A Mãe, para além de mãe, era a Família. Quando a evoco, sinto que não vem só, vem, em primeiro lugar, com o Paizinho – assim chamávamos a meu Pai –, com a Avó, sua mãe, que sempre viveu connosco, com seu Pai, que amava e, frequentemente, invocava, apesar de o não ter conhecido, pois morreu aos seus três meses de idade, com a Mamã e o Papá, seus avós  maternos, em cuja casa cresceu, após o falecimento do pai, com muitos outros membros da família, incluída a do lado de meu Pai, sobretudo, a Avozinha e o Avozinho (que também passou a viver connosco, mal enviuvou).

Portanto, a Mãe, mais do que mãe, era família, era a árvore sólida de que eu sou um simples ramo frágil, talvez uma folha, seguramente, caduca.
 
Mas a Mãe também era Lar, home, sweet home! Sim, de suas cálidas e engenhosas mãos nasciam tantas coisas boas, saborosas, bonitas, aconchegantes, originais, sei lá! não posso passar o resto do texto a inventar adjectivos só para dizer que a Mãe era o lar, aquele sítio onde te sentes protegido, aconchegado, especial entre especiais.

Não era o facto de cozinhar maravilhosamente, de nos fazer roupas lindíssimas e originais – como os meus bibes bordados, em criança, as camisolas de lã, as bandoletes (certa ocasião, cheguei a casa e fui surpreendida com uma data delas, cada uma de sua cor, a condizer com as camisolas), os casacos de lã, com capuz, bordados de invenção sua e forrados a cetim –, de desencantar soluções práticas para todos os impossíveis que se apresentavam, de, à hora do almoço, nos ir esperar ao portão, a meu Pai, meu Irmão e a mim, vindos do Liceu (onde o Pai leccionava), sempre com um sorriso aberto e alegre. 

Não, não era tudo isso e muito mais, era a entrega, diria mesmo a devoção, o amor, que punha em tudo o que empreendia, em todos os seus gestos e realizações.

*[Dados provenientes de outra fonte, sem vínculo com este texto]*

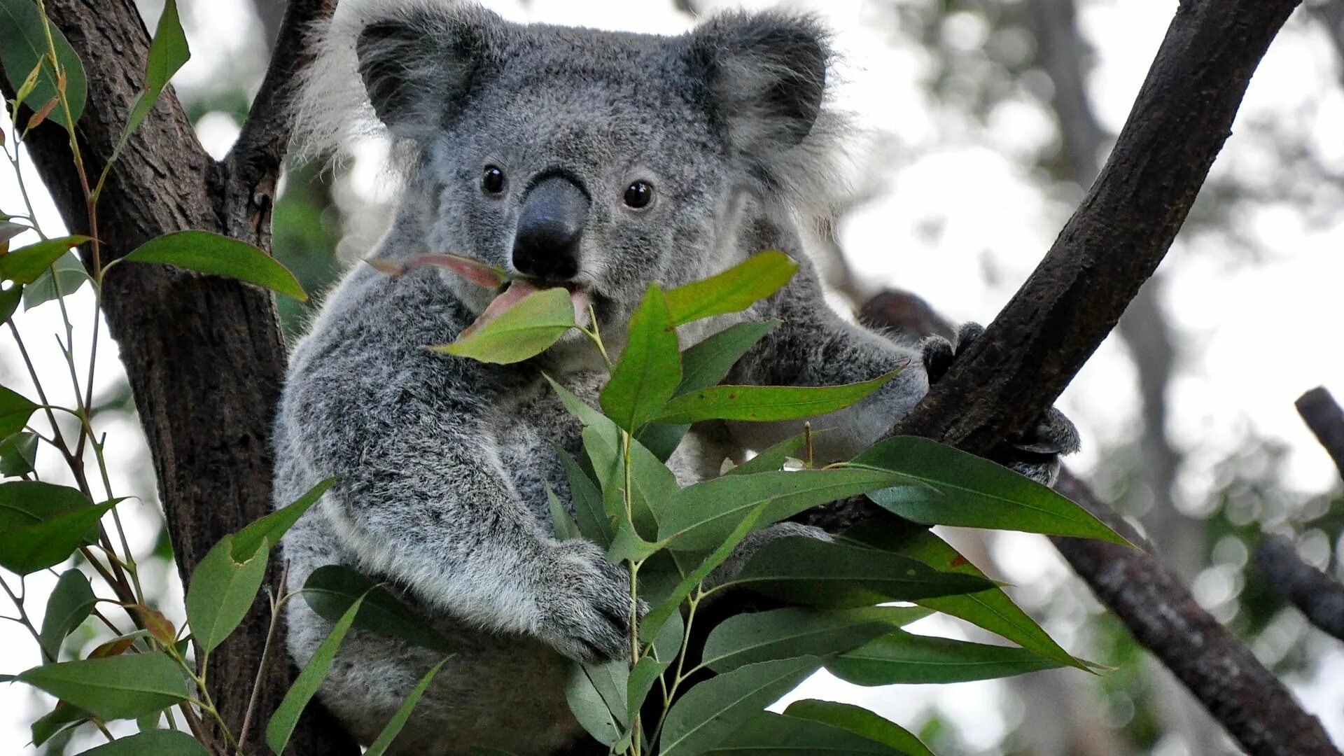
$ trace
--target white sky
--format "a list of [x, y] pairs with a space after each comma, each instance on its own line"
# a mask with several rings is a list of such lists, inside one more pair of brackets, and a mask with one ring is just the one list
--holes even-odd
[[[348, 0], [347, 0], [348, 1]], [[258, 77], [263, 62], [245, 34], [255, 20], [242, 0], [180, 0], [187, 17], [194, 58], [175, 79], [181, 89], [208, 90], [224, 81], [220, 71]], [[688, 27], [671, 1], [536, 0], [530, 9], [513, 1], [487, 5], [513, 19], [535, 19], [602, 28], [677, 32]], [[720, 3], [712, 7], [726, 7]], [[743, 3], [765, 7], [767, 3]], [[884, 194], [856, 213], [841, 229], [859, 278], [874, 285], [895, 285], [925, 296], [937, 309], [960, 320], [993, 319], [999, 308], [1038, 262], [1073, 210], [1071, 203], [1044, 196], [1015, 157], [1031, 153], [1051, 139], [1048, 113], [1012, 104], [995, 113], [985, 133], [949, 133], [949, 118], [919, 86], [930, 65], [925, 54], [906, 43], [892, 46], [890, 28], [875, 23], [878, 3], [844, 0], [796, 3], [816, 9], [837, 31], [845, 54], [847, 83], [841, 105], [859, 116], [864, 128], [895, 135], [903, 145], [899, 175], [883, 164], [867, 164], [866, 172], [882, 172]], [[1082, 23], [1098, 48], [1091, 78], [1094, 106], [1103, 124], [1118, 129], [1128, 114], [1146, 66], [1167, 28], [1175, 3], [1083, 3]], [[974, 48], [984, 30], [969, 16], [961, 19], [956, 40]], [[1333, 52], [1314, 28], [1290, 22], [1274, 43], [1251, 83], [1239, 124], [1254, 118], [1290, 120], [1306, 144], [1344, 172], [1344, 90], [1337, 85]], [[233, 75], [233, 74], [228, 74]], [[227, 151], [237, 124], [227, 116], [211, 116], [198, 125], [202, 140], [215, 155]], [[1265, 149], [1234, 128], [1216, 171], [1254, 175], [1263, 168]], [[359, 188], [376, 196], [375, 171], [356, 168], [367, 180]], [[36, 186], [30, 176], [30, 188]], [[40, 192], [39, 192], [40, 194]], [[0, 169], [0, 207], [15, 206], [12, 176]], [[59, 229], [50, 202], [39, 196], [40, 219]], [[1290, 449], [1285, 480], [1302, 492], [1336, 486], [1336, 474], [1310, 433], [1298, 420], [1293, 401], [1305, 390], [1325, 385], [1344, 398], [1344, 350], [1336, 328], [1344, 323], [1344, 213], [1333, 207], [1327, 219], [1312, 222], [1286, 203], [1266, 206], [1238, 218], [1241, 227], [1259, 242], [1263, 254], [1249, 261], [1235, 250], [1196, 249], [1177, 241], [1164, 264], [1168, 287], [1163, 304], [1179, 327], [1183, 369], [1171, 390], [1169, 432], [1189, 455], [1181, 490], [1198, 500], [1211, 483], [1211, 465], [1236, 448], [1247, 432], [1278, 439]], [[941, 219], [945, 233], [930, 241], [921, 223]], [[982, 270], [992, 269], [993, 282]], [[87, 292], [86, 292], [87, 293]], [[79, 323], [91, 316], [89, 297], [73, 304]], [[59, 323], [54, 304], [23, 315], [19, 326], [48, 382], [62, 374], [59, 352], [50, 336]], [[40, 338], [39, 338], [40, 336]], [[109, 343], [101, 347], [99, 374], [109, 382], [120, 370]], [[0, 379], [23, 390], [16, 377], [16, 352], [8, 336], [0, 339]], [[1085, 452], [1073, 463], [1082, 469], [1101, 460], [1097, 451], [1137, 433], [1138, 397], [1133, 366], [1121, 344], [1109, 340], [1070, 386], [1062, 408], [1081, 426]], [[140, 432], [129, 418], [102, 428], [122, 439], [112, 448], [114, 487], [128, 492], [130, 480], [145, 480], [145, 457], [132, 444]], [[50, 460], [48, 460], [50, 461]], [[151, 517], [141, 513], [142, 517]], [[148, 549], [138, 543], [138, 549]], [[1048, 593], [1064, 574], [1052, 549], [1035, 537], [1012, 535], [995, 545], [1004, 577], [1021, 585], [1020, 596]], [[52, 581], [30, 581], [35, 595], [44, 595]], [[1031, 603], [1031, 601], [1028, 601]], [[40, 607], [34, 607], [40, 615]], [[35, 617], [35, 620], [40, 620]], [[960, 628], [937, 617], [917, 630], [957, 634]], [[1058, 627], [1056, 627], [1058, 626]], [[1055, 623], [1050, 630], [1066, 642], [1078, 634], [1078, 623]], [[31, 640], [12, 623], [0, 623], [0, 671], [15, 673], [35, 662]], [[1056, 674], [1078, 674], [1062, 671]], [[1320, 714], [1332, 734], [1344, 740], [1344, 654], [1325, 659], [1308, 679], [1292, 681], [1304, 704]], [[1335, 681], [1333, 683], [1331, 681]], [[965, 722], [973, 748], [989, 751], [1013, 725], [1005, 714], [1005, 687], [997, 682], [939, 687], [864, 690], [818, 675], [792, 697], [828, 697], [863, 702], [903, 724], [915, 724], [927, 706]], [[792, 698], [790, 697], [790, 698]], [[34, 698], [17, 686], [0, 686], [0, 749], [31, 753], [23, 744], [28, 732], [20, 722], [32, 710]], [[1181, 753], [1167, 744], [1164, 753]]]

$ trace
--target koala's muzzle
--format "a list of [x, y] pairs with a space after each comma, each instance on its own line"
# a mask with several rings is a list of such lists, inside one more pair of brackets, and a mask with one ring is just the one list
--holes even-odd
[[550, 176], [530, 188], [513, 237], [513, 268], [550, 281], [573, 278], [589, 204], [587, 192], [567, 176]]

Sim, porque a Mãe, para além de Família e Lar – ou talvez por isso –, era Dádiva, era Devoção, era Amor.

A Mãe sabia criar Momentos Mágicos. Quando éramos crianças (meu Irmão e eu), havia uma altura do ano que aguardávamos com imenso júbilo e ansiedade: a Festa do Santo António, patrono da cidade, uma cidade remota, para lá do Marão, onde a vida corria muito devagar e sem novidades. Ao longo do ano, a Mãe constituía-nos um mealheiro, para, durante essas festas, em que a cidade se animava de divertimentos vários – o circo, o carrossel e outros aparatos do género, e, máximo dos máximos, as barracas, onde se vendiam artigos tão desejados, ou seja, no que nos dizia respeito, ao meu Irmão e a mim, brinquedos de toda a espécie e feitio.

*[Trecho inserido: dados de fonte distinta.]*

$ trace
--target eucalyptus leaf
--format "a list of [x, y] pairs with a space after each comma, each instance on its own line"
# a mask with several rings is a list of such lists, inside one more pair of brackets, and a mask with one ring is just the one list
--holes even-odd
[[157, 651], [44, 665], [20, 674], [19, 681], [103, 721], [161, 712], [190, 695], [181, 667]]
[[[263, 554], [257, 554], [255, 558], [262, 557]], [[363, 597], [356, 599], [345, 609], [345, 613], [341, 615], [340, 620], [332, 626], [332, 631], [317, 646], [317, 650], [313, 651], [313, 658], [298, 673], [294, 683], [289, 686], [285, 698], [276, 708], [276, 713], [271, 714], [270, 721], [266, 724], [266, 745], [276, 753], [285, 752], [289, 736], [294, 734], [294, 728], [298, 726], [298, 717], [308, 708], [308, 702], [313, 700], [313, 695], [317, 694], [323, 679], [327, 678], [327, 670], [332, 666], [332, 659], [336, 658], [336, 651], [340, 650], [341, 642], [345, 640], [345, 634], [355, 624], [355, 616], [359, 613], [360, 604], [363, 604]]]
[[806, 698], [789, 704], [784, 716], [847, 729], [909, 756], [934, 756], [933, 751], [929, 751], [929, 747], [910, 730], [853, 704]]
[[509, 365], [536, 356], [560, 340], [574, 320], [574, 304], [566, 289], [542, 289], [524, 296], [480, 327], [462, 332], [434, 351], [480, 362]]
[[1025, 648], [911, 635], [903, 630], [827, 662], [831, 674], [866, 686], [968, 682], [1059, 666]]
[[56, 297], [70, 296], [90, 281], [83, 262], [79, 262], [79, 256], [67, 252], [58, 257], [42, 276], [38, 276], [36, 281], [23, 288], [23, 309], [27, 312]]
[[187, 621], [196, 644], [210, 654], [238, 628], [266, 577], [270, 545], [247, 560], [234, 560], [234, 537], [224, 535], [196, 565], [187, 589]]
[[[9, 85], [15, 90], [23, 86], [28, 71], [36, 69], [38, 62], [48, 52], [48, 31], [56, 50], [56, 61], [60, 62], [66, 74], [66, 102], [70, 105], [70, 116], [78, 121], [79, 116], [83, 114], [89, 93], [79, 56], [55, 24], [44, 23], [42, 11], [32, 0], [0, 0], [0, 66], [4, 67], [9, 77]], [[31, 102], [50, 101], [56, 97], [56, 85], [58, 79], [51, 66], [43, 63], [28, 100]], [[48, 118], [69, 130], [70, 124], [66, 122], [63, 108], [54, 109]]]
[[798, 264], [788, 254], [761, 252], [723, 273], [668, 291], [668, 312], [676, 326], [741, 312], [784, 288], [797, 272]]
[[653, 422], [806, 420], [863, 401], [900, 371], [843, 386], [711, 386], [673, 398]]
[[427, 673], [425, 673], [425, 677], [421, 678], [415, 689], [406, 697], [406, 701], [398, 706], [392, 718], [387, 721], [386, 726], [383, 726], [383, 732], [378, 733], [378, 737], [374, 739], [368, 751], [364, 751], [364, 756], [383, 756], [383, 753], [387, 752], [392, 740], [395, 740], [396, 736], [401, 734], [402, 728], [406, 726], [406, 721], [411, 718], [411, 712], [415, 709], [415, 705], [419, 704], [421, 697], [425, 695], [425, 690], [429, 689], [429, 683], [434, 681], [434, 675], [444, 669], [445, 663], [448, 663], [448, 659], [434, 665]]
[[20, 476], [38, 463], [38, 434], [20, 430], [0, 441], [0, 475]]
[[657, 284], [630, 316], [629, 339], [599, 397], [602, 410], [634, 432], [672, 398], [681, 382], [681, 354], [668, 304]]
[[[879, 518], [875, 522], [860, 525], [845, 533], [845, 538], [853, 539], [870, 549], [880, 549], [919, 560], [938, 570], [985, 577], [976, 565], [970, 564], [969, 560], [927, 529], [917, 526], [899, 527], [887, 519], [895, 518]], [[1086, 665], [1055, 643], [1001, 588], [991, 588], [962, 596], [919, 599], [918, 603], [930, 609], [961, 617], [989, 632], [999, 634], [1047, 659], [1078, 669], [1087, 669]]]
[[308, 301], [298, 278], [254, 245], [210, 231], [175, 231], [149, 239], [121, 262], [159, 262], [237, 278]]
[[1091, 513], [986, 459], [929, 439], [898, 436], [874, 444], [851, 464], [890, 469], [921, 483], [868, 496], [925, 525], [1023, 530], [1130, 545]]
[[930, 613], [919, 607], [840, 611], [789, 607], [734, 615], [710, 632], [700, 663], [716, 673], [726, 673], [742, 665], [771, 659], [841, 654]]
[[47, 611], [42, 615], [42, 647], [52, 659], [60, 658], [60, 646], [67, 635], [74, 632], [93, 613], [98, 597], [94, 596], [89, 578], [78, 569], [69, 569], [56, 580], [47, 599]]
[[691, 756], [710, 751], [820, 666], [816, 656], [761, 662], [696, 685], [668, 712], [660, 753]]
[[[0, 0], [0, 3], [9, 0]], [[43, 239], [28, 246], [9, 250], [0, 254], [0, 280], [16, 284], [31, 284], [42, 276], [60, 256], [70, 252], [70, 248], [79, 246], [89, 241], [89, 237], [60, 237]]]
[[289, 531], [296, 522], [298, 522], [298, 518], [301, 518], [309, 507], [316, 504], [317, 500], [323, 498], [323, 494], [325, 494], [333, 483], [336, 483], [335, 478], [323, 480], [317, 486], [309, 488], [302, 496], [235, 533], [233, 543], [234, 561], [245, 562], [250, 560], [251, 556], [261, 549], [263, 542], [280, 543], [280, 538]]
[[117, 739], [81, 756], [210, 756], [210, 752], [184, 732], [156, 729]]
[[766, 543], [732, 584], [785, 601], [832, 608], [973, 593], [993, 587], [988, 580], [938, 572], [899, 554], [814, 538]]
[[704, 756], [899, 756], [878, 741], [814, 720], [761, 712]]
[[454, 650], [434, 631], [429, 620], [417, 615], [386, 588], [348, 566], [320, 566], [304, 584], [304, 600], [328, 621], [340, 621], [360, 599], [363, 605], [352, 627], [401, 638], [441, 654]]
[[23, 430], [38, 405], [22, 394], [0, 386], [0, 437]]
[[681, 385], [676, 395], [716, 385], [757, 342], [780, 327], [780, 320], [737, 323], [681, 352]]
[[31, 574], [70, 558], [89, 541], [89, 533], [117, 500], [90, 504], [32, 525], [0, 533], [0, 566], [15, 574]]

Ora, mal as barracas assentavam arraiais, lá íamos de mãos dadas com a Mãe, aplicar, como entendêssemos, aquele pecúlio, especial e amorosamente poupado para a ocasião. Apesar das décadas decorridas, tenho ainda presentes algumas daquelas entusiasmantes aquisições: um guarda-chuva de criança, um trem de cozinha, constituído por imensos tachos e tachinhos (por essa altura, ainda ignorava que a cozinha viria a ser objecto da minha taxativa rejeição!), uma bola de plástico, de encher, feita de gomos coloridos, tipo a bola nívea.

Noutras alturas, quando a Mãe não podia satisfazer os nossos desejos, porque o dinheiro não chegava – note-se que, já então, os professores do liceu, caso de meu Pai, não ganhavam muito (todavia, eram extremamente respeitados…) –, a Mãe ficava triste. Não que isto acontecesse com frequência, pois nós sabíamos o que podíamos ou não pedir. Recordo, apenas, um episódio: estávamos  numa loja de roupas, vi umas lindas meias ou soquetes e pedi-lhe que mas comprasse; inicialmente, a Mãe anuiu, mas acabou por confessar a sua impotência. Obviamente, não insisti, mas fiquei triste, não por não poder ficar com as meias, mas por testemunhar o desconforto e tristeza da Mãe por não mas poder oferecer.

A Mãe era a personificação da Bondade, bem intencionada, tolerante, amante de dar e de proteger.

Nunca reparei se a Mãe era bonita! Hoje, que penso nisso e revejo fotos, tenho a certeza de que sim, mas foi questão que esteve sempre fora do meu radar, simplesmente porque não interessava nada, nem sequer me passava pela cabeça. Era um pouco gordinha, situação que, mais tarde, mudou, devido a uma úlcera estomacal, mas nunca reparei nisso como um defeito (parece que, hoje em dia, o é!), era como era e isso não interessava nada, aliás, nem ocorria avaliar tal aspecto.

A minha relação de intimidade/cumplicidade com a Mãe criou-se, sobretudo, a partir do fim da minha adolescência. Até então, eu estava mais fixada no Pai.

Tratava-se de uma relação de significativa abertura e diálogo, com algumas reservas, da minha parte (por necessidade de salvaguarda do equilíbrio, habituei-me a resguardar uma parte de mim). Por outro lado, permanecia um aspecto da minha educação que eu reputava de nocivo e cuja principal responsabilidade atribuía à Mãe: o excesso de protecção, que me levou, inclusivamente, ao afastamento geográfico e, em grande parte, àquela reserva. Ora, em dados momentos – talvez zangada comigo mesma, por bem saber que, apesar de todo o meu esforço, sofria, ainda, os constrangimentos decorrentes dessa circunstância –, eu acabava por, em acesa conversa, lhe imputar a respectiva culpa. Ela nunca se zangou, antes me dava razão (quem sabe se por, na sua imensa sabedoria de amor, compreender que a minha verdadeira zanga era comigo e não com ela!). Depois, eu sentia-me — e continuo a sentir-me – culpada da agressividade com que, por vezes, lhe fazia essa acusação, a qual, sendo materialmente justa, nem por isso era razoável. Em contrapartida, devotava-lhe um amor extremo, que manifestava de diversas formas, mais por actos do que por palavras, sempre sem alarido. Ela sentia-o e tinha a bondade de o reconhecer aberta e explicitamente.

Hoje, dia sete de Maio de 2023, nesta dimensão onde ainda me encontro, a minha Mãe completaria cento e dois anos. Hoje é dia da Mãe! Que festa seria, se!

Ainda não desenhei os girassóis, mas ficam estas palavras (que bom seria se os mortos pudessem ler)!